Tenant demand far outpaces supply
Nathan Emerson, CEO of Propertymark, underlined the ongoing pressure on the rental sector: “We continue to witness, on average, around ten applicants for every property available to rent and this is a situation that has broadly remained stagnated across the last five years.”
In Wales, rents have jumped by 8.7% year-on-year to £795, and in Scotland, they now average £999, up 5.1%. Northern Ireland is also following the trend, with a 7.8% rise taking the average rent to £843 as of February 2025.
“The reality is simple,” said Alex Upton, Managing Director of Specialist Mortgages & Bridging at Hampshire Trust Bank. “We still do not have enough homes to meet demand… that level of competition means pricing pressure remains firmly upward.”
This supports what many landlords have experienced on the ground: tenant queues, rapid lettings, and very little need for incentives or discounts.
Landlords well-positioned as house prices show resilience post-tax shift
While some anticipated a slump after the Stamp Duty threshold changes in April 2025, the opposite has occurred.

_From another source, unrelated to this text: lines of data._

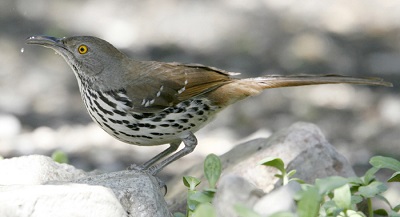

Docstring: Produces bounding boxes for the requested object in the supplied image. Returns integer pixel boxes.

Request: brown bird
[27,36,392,174]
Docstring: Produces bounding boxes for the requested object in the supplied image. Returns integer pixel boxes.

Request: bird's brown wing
[126,62,235,112]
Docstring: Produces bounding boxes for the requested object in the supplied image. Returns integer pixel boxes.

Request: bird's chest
[81,89,220,146]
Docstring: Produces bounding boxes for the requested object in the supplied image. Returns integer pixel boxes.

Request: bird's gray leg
[148,132,197,175]
[128,141,181,170]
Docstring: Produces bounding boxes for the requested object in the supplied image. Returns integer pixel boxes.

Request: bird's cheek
[87,60,104,76]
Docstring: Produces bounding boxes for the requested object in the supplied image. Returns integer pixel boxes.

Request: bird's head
[26,36,126,89]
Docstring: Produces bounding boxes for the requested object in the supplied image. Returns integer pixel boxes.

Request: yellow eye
[78,45,88,54]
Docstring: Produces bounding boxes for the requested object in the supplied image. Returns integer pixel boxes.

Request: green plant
[259,157,304,185]
[174,154,400,217]
[174,154,222,217]
[51,150,68,163]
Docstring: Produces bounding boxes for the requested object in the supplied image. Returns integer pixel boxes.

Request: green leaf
[233,204,261,217]
[388,171,400,182]
[174,212,185,217]
[315,176,348,194]
[369,156,400,172]
[51,150,68,163]
[286,170,296,178]
[204,154,222,188]
[362,167,379,185]
[374,209,388,216]
[393,204,400,212]
[289,178,306,184]
[297,187,322,217]
[192,203,217,217]
[268,211,295,217]
[338,210,366,217]
[333,184,351,209]
[183,176,201,191]
[351,195,364,204]
[358,181,387,198]
[189,192,214,203]
[259,157,286,174]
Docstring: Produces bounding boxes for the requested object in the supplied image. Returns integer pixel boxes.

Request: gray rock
[0,156,171,217]
[213,175,264,217]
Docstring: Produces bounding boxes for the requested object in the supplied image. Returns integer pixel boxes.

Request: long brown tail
[245,75,393,89]
[208,75,393,107]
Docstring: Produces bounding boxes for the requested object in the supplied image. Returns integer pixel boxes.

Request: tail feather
[245,75,393,89]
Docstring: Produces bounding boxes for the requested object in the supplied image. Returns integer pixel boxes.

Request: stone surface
[166,123,354,212]
[0,156,170,217]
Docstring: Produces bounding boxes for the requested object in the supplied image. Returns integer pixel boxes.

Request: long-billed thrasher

Richard Harrison, Head of Mortgages at Atom Bank, explained: “The Stamp Duty deadline has clearly played a big role in the heightened level of house price growth… [but] it would be a mistake to assume that the return to previous levels will result in a drop in house prices.”

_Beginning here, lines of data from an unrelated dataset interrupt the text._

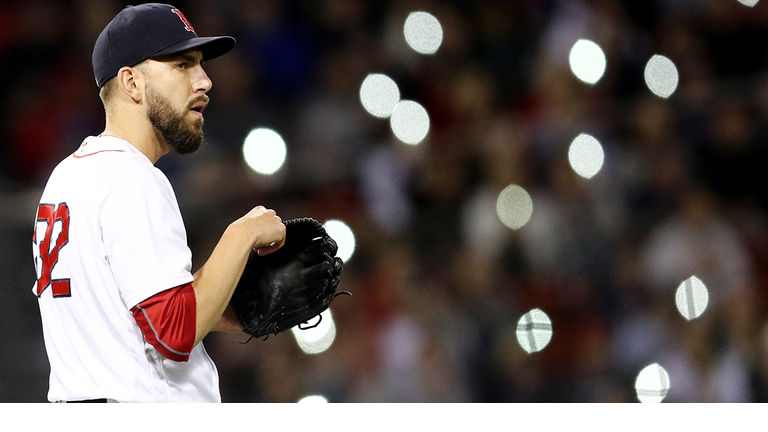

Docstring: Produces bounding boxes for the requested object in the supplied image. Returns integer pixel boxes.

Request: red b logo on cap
[171,9,195,31]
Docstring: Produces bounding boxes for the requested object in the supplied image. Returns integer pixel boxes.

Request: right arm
[192,206,285,345]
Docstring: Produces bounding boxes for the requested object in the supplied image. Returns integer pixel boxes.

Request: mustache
[187,94,211,110]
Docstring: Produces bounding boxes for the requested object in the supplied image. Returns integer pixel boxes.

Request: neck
[102,116,170,165]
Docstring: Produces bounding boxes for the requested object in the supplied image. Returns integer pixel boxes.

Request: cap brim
[151,36,235,61]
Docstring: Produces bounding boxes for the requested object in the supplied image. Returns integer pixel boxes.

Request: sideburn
[146,86,205,154]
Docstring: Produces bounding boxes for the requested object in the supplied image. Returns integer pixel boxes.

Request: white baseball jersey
[33,136,221,402]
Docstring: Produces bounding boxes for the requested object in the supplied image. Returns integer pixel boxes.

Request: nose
[195,65,213,93]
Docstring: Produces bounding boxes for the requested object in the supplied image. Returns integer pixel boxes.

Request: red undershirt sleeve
[131,284,197,362]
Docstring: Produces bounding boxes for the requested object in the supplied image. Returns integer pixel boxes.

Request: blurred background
[0,0,768,402]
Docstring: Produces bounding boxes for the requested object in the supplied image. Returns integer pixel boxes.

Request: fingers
[243,206,286,256]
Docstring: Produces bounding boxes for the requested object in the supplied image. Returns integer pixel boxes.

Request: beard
[146,86,208,154]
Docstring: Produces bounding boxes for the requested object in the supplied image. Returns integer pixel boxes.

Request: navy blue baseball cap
[92,3,235,88]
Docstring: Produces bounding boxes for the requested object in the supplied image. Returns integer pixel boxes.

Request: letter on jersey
[32,203,71,297]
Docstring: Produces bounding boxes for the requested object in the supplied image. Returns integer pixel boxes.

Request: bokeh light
[635,363,669,403]
[323,219,355,262]
[517,309,552,354]
[645,54,680,98]
[496,185,533,230]
[568,39,606,84]
[568,133,605,179]
[403,12,443,54]
[297,395,328,404]
[390,100,429,145]
[675,276,709,320]
[360,73,400,118]
[291,309,336,354]
[243,128,287,175]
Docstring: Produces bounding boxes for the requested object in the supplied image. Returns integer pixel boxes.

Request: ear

In England, prices climbed to an average of £296,000 (up 6.7% annually), and even more modest regions like Scotland and Wales saw uplifts of 4.6% and 3.6%, respectively.

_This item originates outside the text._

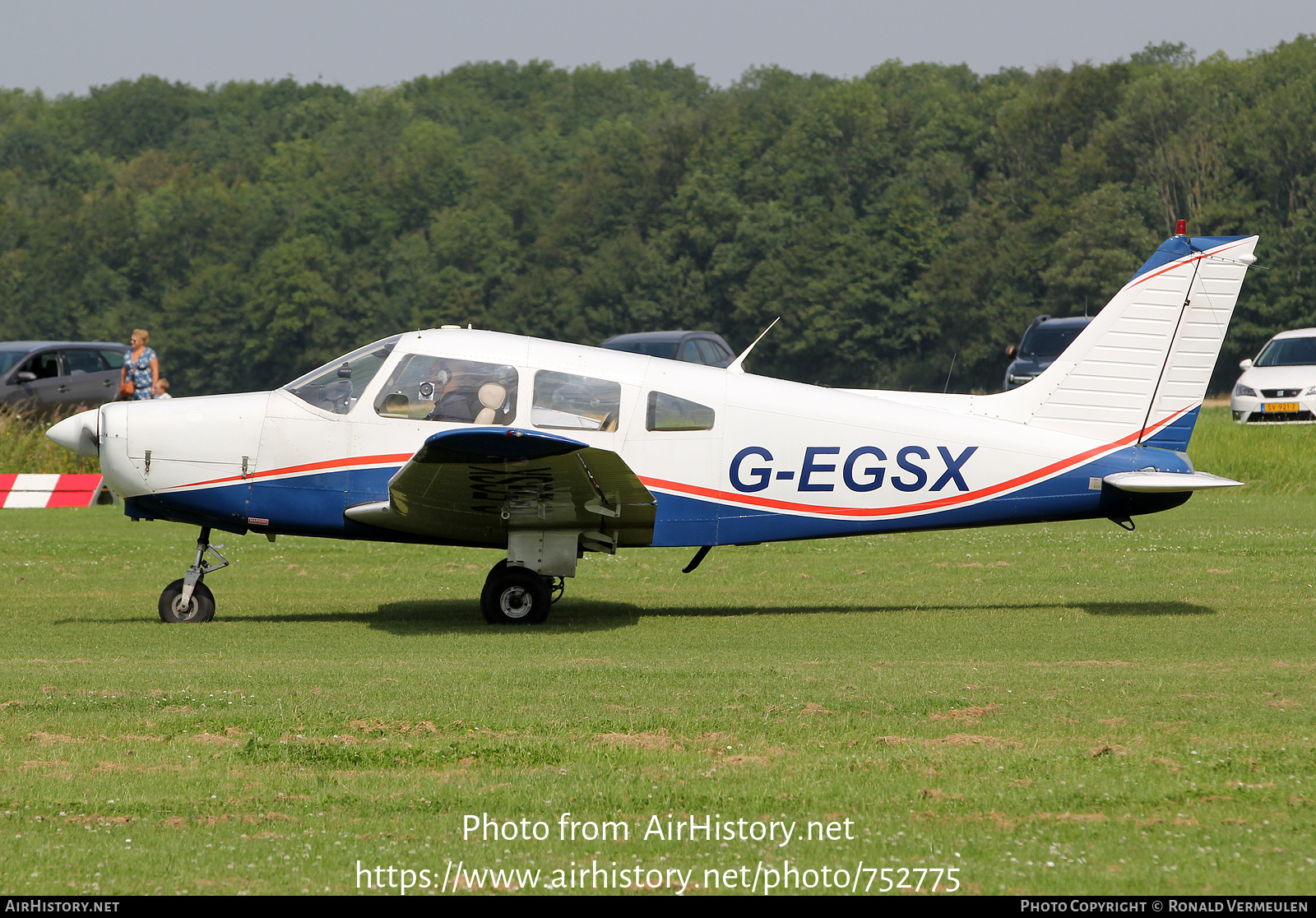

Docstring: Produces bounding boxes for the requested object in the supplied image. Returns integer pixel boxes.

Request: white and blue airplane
[49,224,1257,624]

Paresh Raja, CEO of Market Financial Solutions, added, “This data reflects significant growth… recent rate cuts and the improved monetary policy outlook mean that the growth… will become part of a longer, more enduring trend.”
And let’s not forget the lending environment. According to Richard Donnell at Zoopla, the stabilisation of mortgage rates is “enabling more first-time buyers to get on the property ladder.” But for many, ownership remains out of reach—pushing more people into the rental sector and extending the long-term opportunity for buy-to-let landlords.
Renter activity cools slightly
While the rental market may be showing early signs of stabilisation, Foxtons Lettings Director Gareth Atkins noted a 5% rise in property listings in April, with a modest 3% drop in tenant registrations. “This trend… shows the market is becoming less competitive and more accessible,” he said. Even so, most landlords will be unfazed—tenant demand remains historically high, and yields continue to track upwards in many regions.
Chetwood Bank’s Darrell Walker was more measured: “Brokers will increasingly work with clients who require additional support… lenders must remain focused on supporting market growth.”
With inflation hovering at 3.5% and another Bank of England rate cut likely, the environment is increasingly landlord-friendly. Investors are navigating the post-Stamp Duty shift with strategic confidence—rebalancing portfolios, choosing properties with long-term appeal, and working with brokers who understand the market’s new contours.
The latest ONS private rent and house prices, UK Statistical bulletin was published today.